Earlier this week, the HDMI Forum unveiled the next version of its HDMI standard at the IFA trade show in Berlin. HDMI 2.0, as it is called, will bring us 4K video at higher frame rates than previously possible.
Arriving just in time for the wide rollout of a new generation of Ultra HDTVs, it adds a few key capabilities to the connection standard. With a bandwidth capacity of up to 18Gbps, it has enough room to carry 3,840 x 2,160 resolution video at up to 60fps. It also has support for up to 32 audio channels, “dynamic auto lipsync” and additional CEC extensions. The connector itself is unchanged, which is good for backwards compatibility but may disappoint anyone hoping for something sturdier to support all of those suddenly-popular dongles. The cables won’t change either, as the group claims current high-speed Category 2 wires can handle the increased bandwidth. Some companies have suggested upgrade paths for their UHDTVs already on the market — hopefully we’ll find out more about those plans this week at IFA 2013.
Here are some bullet points for the HDMI 2.0:
It is all about 4k. The most important thing about HDMI 2.0 is that it has more bandwidth to facilitate 4k video. Existing HDMI 1.4 technology can only send video signals to your TV at up to 10 gigabits per second. HDMI 2.0 ups that to 20 gigabits, which makes it possible to show 2160p 4k video with frame rates of up to 60 frames per second, whereas the existing HDMI 1.4 could only transmit 4k with up to 30 frames per second.
Superior Audio Quality. In addition to fluid 4k, HDMI 2.0-compliant devices will also transmit up to 32 audio channels, so you can go crazy with surround sound that puts 7.1 surround sound to shame. HDMI 2.0 also supports up to 1536kHz audio sample frequency, which sounds equally ridiculous, but more importantly, it adds the capability to better sync audio to what’s happening on your TV.
You should not worry about it for at least another year. The release of the specs is not the same as the release of any devices that actually use HDMI 2.0. “high-end TV products” that support HDMI 2.0 are to hit stores this winter and spring, and more affordable products to show up in fall and winter of 2014.

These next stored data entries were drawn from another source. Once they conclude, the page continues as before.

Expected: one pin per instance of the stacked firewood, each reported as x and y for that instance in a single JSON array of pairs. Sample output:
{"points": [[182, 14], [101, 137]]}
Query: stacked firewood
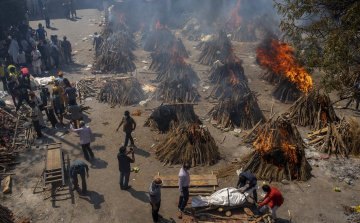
{"points": [[122, 92], [218, 49], [313, 109], [279, 154], [188, 144]]}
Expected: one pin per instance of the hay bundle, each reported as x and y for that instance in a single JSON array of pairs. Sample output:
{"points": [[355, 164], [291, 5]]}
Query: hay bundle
{"points": [[218, 49], [164, 115], [188, 144], [121, 91], [279, 154], [314, 110]]}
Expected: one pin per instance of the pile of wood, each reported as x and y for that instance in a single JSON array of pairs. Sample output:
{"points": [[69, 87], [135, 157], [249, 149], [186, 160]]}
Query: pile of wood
{"points": [[158, 37], [6, 216], [314, 110], [121, 91], [188, 144], [218, 49], [338, 138], [161, 58], [193, 30], [237, 107], [173, 114], [279, 154]]}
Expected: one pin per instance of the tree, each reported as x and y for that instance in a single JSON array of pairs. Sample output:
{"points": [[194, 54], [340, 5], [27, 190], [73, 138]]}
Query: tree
{"points": [[326, 34], [12, 12]]}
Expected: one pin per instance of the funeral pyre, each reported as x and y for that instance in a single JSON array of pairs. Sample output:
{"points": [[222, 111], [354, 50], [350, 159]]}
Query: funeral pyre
{"points": [[279, 154], [240, 29], [187, 141], [158, 37], [282, 69], [219, 48], [121, 91], [313, 109]]}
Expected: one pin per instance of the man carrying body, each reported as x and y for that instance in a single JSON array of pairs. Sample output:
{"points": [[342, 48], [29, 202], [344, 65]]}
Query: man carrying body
{"points": [[184, 182], [273, 200], [248, 178], [85, 134], [79, 167], [129, 126], [124, 166], [155, 198]]}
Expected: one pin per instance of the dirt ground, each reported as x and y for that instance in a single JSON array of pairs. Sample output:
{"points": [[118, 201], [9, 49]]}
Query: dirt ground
{"points": [[311, 201]]}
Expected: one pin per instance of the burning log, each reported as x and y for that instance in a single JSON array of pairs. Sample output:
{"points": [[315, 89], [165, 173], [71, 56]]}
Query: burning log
{"points": [[157, 37], [188, 144], [282, 68], [165, 115], [312, 110], [279, 154], [121, 91], [218, 49], [161, 58], [237, 107]]}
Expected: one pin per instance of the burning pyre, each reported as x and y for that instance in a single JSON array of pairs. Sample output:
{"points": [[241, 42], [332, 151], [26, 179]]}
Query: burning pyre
{"points": [[291, 79], [218, 49], [240, 29], [121, 91], [158, 37]]}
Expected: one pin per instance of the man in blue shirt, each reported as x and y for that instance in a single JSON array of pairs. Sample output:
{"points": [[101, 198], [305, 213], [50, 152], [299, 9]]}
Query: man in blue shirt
{"points": [[79, 167]]}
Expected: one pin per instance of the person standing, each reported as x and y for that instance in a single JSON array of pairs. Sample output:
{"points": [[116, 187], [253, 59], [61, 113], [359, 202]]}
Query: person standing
{"points": [[85, 134], [34, 115], [248, 178], [273, 200], [184, 182], [75, 112], [129, 127], [66, 46], [47, 16], [124, 166], [155, 198], [2, 76], [50, 110], [36, 60], [79, 167]]}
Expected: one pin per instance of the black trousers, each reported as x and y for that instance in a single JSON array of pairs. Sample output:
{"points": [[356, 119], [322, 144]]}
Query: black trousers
{"points": [[37, 128], [183, 200], [87, 151], [155, 213], [76, 182]]}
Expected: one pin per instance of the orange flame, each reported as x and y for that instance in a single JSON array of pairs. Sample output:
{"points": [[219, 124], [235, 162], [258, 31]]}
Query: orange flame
{"points": [[279, 59], [235, 20]]}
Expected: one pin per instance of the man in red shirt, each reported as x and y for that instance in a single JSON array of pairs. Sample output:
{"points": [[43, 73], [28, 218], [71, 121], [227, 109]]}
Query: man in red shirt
{"points": [[272, 199]]}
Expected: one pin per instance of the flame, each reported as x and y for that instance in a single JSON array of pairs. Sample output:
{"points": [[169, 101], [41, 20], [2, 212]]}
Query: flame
{"points": [[234, 20], [279, 59]]}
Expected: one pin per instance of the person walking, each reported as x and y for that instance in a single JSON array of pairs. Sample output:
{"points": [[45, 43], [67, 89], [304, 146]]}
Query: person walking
{"points": [[248, 178], [50, 110], [184, 182], [79, 167], [34, 115], [36, 60], [85, 134], [124, 166], [129, 127], [273, 200], [155, 198], [66, 46], [75, 111]]}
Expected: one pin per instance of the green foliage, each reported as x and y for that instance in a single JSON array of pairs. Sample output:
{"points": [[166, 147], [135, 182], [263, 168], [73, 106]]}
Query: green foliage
{"points": [[11, 12], [329, 40]]}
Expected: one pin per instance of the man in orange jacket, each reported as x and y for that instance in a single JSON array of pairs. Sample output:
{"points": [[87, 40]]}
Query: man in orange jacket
{"points": [[273, 200]]}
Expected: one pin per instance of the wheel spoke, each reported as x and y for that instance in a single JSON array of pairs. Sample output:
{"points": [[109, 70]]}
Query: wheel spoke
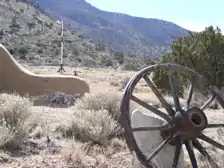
{"points": [[177, 152], [159, 96], [153, 128], [215, 125], [203, 151], [190, 92], [208, 102], [159, 148], [211, 141], [151, 108], [174, 92], [191, 154], [220, 97]]}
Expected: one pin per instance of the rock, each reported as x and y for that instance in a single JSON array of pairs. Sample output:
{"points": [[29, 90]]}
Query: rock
{"points": [[148, 141]]}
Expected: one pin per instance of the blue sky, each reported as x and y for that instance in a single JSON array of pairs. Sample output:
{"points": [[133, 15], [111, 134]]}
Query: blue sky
{"points": [[193, 15]]}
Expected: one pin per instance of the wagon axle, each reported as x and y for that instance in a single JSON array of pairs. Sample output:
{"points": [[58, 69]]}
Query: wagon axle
{"points": [[186, 124], [182, 126]]}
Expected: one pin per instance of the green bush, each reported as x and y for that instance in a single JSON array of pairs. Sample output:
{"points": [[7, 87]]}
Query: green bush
{"points": [[201, 51]]}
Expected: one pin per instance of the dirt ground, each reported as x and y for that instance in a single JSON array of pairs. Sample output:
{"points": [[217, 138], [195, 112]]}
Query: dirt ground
{"points": [[58, 152]]}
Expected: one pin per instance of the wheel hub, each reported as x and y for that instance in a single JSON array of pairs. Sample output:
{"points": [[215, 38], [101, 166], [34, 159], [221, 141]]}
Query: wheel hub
{"points": [[187, 124]]}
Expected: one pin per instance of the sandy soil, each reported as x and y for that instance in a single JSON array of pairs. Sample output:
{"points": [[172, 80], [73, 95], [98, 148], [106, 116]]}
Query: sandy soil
{"points": [[39, 153]]}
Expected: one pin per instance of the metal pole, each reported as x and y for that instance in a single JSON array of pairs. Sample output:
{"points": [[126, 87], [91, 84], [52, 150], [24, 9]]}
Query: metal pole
{"points": [[62, 46], [62, 40]]}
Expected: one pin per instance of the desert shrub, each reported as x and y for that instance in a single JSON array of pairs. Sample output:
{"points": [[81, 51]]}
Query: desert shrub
{"points": [[96, 126], [14, 120], [201, 51], [108, 100]]}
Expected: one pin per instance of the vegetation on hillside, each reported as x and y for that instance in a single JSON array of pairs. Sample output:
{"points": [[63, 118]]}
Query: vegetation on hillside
{"points": [[120, 32], [34, 38], [201, 51]]}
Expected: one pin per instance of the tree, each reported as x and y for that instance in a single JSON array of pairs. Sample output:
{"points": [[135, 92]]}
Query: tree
{"points": [[201, 51]]}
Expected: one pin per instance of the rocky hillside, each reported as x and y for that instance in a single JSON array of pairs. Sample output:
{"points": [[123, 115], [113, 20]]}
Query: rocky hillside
{"points": [[33, 37], [141, 36]]}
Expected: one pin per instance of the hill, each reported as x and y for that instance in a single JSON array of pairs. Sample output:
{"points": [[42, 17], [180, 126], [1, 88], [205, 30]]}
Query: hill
{"points": [[34, 38], [139, 36]]}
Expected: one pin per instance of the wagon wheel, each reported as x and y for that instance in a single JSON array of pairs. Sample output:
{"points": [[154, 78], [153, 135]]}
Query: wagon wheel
{"points": [[185, 126]]}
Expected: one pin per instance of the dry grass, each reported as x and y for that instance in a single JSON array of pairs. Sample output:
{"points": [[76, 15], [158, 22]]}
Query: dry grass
{"points": [[15, 120], [85, 134]]}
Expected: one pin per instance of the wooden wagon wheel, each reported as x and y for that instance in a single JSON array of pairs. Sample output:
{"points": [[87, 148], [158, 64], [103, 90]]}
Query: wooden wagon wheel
{"points": [[185, 126]]}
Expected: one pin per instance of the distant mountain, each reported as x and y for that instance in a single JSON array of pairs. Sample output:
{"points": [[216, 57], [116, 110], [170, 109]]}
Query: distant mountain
{"points": [[140, 36]]}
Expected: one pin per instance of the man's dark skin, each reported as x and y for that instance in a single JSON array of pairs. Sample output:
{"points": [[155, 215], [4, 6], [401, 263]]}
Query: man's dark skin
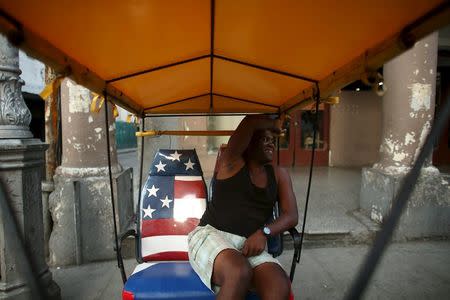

You can keep those cables. HDMI 2.0 is backwards-compatible with previous versions, and also uses the same cables and connectors. So while you may spend a few thousand dollars on a 4K TV, you at least won’t have to buy all new cables.
It will make remote controls more powerful. One of the cool things about HDMI has been CEC, the control capability that amongst other things makes it possible for a Chromecast device to turn on a TV. However, the implementation of many CEC features was voluntary for consumer electronics manufacturers. With HDMI 2.0, this changes, and things like remote control pass-through, system audio control and standby have to be implemented as part of CEC as well. In other words: You’re going to need fewer remote controls to get more stuff done.
It may lead to some cool new innovations. One of the new features of HDMI 2.0 is the capability to deliver two video streams to the same screen, or even stream one split-view signal to multiple screens. Watching two things at the same time may again not sound like something that any sane person might want to do, but there are a bunch of scenarios where this could actually make sense. One would be the combination of video game or even movie content with an ambient video signal that transforms your living room – think Microsoft Research’s IllumiRoom demo, but as a standard feature for all your Netflix streams to make you feel like you’re inside of a movie.
The other possibility are new types of displays, like the giant video wall in your living room that could simultaneously display a live TV feed and a wallpaper-like background, or even a second-screen-like experience on the big screen, telling you about the things you’re watching while you’re watching them.